Keine Seite in Venezuela kann die andere einfach besiegen. Das Militär hat beispielsweise mindestens 235.000 aktive Mitglieder und mindestens 1,6 Millionen Milizionäre. Viele dieser Menschen werden nicht nur auf der Grundlage eines in Lateinamerika weit verbreiteten Glaubens an die nationale Souveränität kämpfen – angesichts einer zunehmend als von den USA angeführt wahrgenommenen Intervention –, sondern auch, um sich vor einer möglichen Repression zu schützen, sollte die Opposition die Regierung mit Gewalt stürzen.
In solchen Situationen ist die einzige Lösung eine auf Verhandlungen gründende Einigung – wie es in lateinamerikanischen Ländern in der Vergangenheit der Fall war, als politisch polarisierte Gesellschaften ihre Differenzen nicht durch Wahlen lösen konnten. Es gab derartige Anstrengungen, wie zum Beispiel die vom Vatikan im Herbst 2016 geführten, die großes Potenzial hatten. Doch erhielten sie keine Unterstützung von Washington und seinen Verbündeten, die stets dem Regime Change anhingen. Diese Strategie muss sich ändern, soll es eine praktikable Lösung für die anhaltende Krise in Venezuela geben.

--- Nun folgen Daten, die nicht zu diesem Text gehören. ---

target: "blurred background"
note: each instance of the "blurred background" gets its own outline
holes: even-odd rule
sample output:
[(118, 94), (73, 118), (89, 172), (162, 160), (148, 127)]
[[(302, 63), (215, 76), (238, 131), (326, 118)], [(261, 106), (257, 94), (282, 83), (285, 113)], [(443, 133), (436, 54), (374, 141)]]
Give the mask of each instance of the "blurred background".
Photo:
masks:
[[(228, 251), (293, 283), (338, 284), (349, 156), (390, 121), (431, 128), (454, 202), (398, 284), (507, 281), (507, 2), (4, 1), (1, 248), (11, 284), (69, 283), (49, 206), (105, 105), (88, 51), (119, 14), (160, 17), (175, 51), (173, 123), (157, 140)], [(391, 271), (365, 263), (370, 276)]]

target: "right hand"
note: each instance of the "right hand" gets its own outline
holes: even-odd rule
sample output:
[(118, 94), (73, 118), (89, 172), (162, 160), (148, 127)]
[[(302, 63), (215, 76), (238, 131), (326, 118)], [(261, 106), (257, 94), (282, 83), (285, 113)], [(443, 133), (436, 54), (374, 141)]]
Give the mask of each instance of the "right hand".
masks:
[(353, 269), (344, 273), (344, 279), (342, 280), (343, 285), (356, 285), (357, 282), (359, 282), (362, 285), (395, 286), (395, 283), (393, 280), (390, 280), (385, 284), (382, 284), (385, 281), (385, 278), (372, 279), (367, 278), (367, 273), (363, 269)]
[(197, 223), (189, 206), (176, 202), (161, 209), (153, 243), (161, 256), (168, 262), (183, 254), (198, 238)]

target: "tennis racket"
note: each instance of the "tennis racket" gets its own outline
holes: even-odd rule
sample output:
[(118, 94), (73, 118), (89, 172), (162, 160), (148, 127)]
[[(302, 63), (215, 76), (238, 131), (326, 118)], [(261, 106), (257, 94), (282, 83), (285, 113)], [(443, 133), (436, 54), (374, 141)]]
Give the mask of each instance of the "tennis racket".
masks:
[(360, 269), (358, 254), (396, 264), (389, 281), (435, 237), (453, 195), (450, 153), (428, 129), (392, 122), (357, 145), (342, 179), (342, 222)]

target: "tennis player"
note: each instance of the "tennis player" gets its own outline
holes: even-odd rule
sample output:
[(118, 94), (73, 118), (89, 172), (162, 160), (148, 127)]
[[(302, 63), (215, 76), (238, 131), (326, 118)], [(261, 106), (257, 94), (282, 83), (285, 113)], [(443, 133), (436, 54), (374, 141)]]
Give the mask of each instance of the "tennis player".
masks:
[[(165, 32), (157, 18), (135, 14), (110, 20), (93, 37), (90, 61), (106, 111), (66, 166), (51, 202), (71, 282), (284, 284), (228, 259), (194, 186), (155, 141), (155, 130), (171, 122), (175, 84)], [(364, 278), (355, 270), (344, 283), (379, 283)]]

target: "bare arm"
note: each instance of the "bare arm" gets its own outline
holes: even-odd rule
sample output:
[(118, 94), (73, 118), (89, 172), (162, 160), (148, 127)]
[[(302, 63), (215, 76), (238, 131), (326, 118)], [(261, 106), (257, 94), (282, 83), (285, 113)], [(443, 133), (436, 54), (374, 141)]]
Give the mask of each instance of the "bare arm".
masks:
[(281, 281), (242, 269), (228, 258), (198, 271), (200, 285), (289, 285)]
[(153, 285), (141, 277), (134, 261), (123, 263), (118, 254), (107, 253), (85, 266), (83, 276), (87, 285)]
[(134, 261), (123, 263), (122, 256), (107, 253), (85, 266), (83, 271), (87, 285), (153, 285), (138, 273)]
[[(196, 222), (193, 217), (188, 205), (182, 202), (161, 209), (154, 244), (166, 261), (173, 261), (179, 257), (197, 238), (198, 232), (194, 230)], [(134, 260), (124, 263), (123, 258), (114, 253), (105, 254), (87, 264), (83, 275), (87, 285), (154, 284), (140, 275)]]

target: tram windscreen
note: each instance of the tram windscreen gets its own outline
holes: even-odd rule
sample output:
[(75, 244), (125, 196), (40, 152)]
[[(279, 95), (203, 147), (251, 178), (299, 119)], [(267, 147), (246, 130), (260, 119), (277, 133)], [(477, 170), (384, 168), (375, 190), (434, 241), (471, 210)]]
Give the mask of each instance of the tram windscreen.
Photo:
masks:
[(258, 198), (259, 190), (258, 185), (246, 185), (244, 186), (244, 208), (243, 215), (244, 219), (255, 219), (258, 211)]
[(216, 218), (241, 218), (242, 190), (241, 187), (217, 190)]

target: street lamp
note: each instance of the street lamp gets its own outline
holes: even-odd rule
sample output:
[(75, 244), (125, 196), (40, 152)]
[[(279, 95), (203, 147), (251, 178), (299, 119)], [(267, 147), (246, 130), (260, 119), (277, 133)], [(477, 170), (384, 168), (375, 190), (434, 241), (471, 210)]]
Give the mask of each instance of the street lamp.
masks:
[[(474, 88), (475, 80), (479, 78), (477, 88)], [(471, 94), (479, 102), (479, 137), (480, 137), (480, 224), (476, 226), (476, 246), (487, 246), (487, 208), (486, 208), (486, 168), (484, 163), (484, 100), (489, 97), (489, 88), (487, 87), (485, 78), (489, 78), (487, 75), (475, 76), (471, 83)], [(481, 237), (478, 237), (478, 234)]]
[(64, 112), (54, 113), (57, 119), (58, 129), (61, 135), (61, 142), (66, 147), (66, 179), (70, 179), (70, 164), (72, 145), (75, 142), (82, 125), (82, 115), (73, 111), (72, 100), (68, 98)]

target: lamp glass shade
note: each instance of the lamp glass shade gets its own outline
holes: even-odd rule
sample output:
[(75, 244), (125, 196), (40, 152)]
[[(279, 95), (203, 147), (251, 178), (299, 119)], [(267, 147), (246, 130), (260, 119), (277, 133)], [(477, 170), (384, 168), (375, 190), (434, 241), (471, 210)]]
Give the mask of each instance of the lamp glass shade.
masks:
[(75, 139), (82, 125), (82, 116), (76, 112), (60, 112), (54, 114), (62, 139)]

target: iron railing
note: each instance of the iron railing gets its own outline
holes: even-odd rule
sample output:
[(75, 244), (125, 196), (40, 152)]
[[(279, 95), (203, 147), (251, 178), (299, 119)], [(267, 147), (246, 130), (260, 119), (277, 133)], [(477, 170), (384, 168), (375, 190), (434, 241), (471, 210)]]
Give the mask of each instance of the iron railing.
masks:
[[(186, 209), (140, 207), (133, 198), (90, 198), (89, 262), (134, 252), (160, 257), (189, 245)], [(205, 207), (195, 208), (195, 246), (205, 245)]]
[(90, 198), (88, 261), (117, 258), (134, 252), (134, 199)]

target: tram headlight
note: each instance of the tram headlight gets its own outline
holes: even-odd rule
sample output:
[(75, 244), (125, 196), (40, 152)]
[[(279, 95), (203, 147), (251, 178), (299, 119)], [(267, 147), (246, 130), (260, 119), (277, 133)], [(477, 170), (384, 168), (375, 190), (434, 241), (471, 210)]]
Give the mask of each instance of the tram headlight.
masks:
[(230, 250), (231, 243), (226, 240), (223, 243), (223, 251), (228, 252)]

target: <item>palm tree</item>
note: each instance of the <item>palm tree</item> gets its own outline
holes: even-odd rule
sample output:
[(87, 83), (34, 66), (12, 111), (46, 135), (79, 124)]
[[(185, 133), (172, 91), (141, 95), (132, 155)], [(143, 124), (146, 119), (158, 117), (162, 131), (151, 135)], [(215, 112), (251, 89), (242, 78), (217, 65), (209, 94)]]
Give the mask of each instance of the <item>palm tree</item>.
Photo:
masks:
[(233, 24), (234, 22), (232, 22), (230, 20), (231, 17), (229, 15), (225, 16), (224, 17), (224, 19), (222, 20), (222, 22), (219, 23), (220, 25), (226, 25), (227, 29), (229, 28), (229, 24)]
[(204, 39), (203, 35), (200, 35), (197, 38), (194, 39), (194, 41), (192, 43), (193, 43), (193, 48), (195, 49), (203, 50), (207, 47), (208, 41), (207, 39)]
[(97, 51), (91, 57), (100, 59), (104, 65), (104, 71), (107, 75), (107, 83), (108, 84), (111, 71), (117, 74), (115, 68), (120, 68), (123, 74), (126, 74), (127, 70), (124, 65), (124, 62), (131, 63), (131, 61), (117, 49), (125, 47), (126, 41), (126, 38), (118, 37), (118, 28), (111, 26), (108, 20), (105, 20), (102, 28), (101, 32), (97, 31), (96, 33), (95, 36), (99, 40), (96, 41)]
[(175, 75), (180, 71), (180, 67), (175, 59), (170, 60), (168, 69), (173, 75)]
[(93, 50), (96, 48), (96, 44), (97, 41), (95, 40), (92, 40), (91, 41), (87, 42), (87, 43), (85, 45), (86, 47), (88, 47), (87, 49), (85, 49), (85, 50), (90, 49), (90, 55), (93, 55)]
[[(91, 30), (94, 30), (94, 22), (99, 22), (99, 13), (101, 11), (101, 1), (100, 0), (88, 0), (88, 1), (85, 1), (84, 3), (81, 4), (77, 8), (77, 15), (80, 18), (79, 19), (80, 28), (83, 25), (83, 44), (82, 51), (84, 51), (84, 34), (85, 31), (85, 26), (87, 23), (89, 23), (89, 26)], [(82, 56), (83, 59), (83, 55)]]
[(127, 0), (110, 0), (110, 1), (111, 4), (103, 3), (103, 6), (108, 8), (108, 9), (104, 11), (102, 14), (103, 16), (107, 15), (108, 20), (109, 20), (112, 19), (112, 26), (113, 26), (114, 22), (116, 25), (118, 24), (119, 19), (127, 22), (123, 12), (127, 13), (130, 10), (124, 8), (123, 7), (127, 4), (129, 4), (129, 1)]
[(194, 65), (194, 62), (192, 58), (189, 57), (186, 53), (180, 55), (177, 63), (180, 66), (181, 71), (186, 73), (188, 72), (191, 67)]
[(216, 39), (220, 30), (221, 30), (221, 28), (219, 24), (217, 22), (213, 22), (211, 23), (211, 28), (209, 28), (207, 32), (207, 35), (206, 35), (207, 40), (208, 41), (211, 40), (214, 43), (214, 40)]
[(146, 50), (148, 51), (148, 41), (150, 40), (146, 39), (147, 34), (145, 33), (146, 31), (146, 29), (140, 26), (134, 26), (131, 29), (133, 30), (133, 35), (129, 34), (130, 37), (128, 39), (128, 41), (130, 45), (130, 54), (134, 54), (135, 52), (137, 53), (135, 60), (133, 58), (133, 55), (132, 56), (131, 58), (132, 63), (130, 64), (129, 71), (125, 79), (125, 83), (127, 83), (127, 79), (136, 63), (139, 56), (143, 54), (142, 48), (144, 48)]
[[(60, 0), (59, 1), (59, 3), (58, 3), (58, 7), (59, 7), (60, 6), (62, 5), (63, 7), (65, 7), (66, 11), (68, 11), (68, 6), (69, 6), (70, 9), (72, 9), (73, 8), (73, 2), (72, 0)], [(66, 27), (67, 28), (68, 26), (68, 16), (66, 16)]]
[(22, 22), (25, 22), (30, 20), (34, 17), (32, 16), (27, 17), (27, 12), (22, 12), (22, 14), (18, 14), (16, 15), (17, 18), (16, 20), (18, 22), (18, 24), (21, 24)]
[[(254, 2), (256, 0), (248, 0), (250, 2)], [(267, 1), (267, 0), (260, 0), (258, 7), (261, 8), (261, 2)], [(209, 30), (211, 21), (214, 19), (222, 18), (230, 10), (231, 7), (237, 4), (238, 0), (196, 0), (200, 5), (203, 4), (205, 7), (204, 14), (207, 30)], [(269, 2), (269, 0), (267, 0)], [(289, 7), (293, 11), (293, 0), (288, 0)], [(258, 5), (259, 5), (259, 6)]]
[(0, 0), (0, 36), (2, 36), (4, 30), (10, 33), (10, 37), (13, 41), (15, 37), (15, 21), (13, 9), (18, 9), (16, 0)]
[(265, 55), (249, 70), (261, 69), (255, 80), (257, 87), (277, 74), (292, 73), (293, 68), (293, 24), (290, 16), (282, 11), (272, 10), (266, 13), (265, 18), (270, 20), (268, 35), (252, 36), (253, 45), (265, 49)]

Im Interesse des venezolanischen Volkes, der Region und des Prinzips der nationalen Souveränität sollten diese internationalen Akteure stattdessen Verhandlungen zwischen der venezolanischen Regierung und ihren Gegnern unterstützen, die es dem Land ermöglichen, endlich aus seiner politischen und wirtschaftlichen Krise herauszutreten.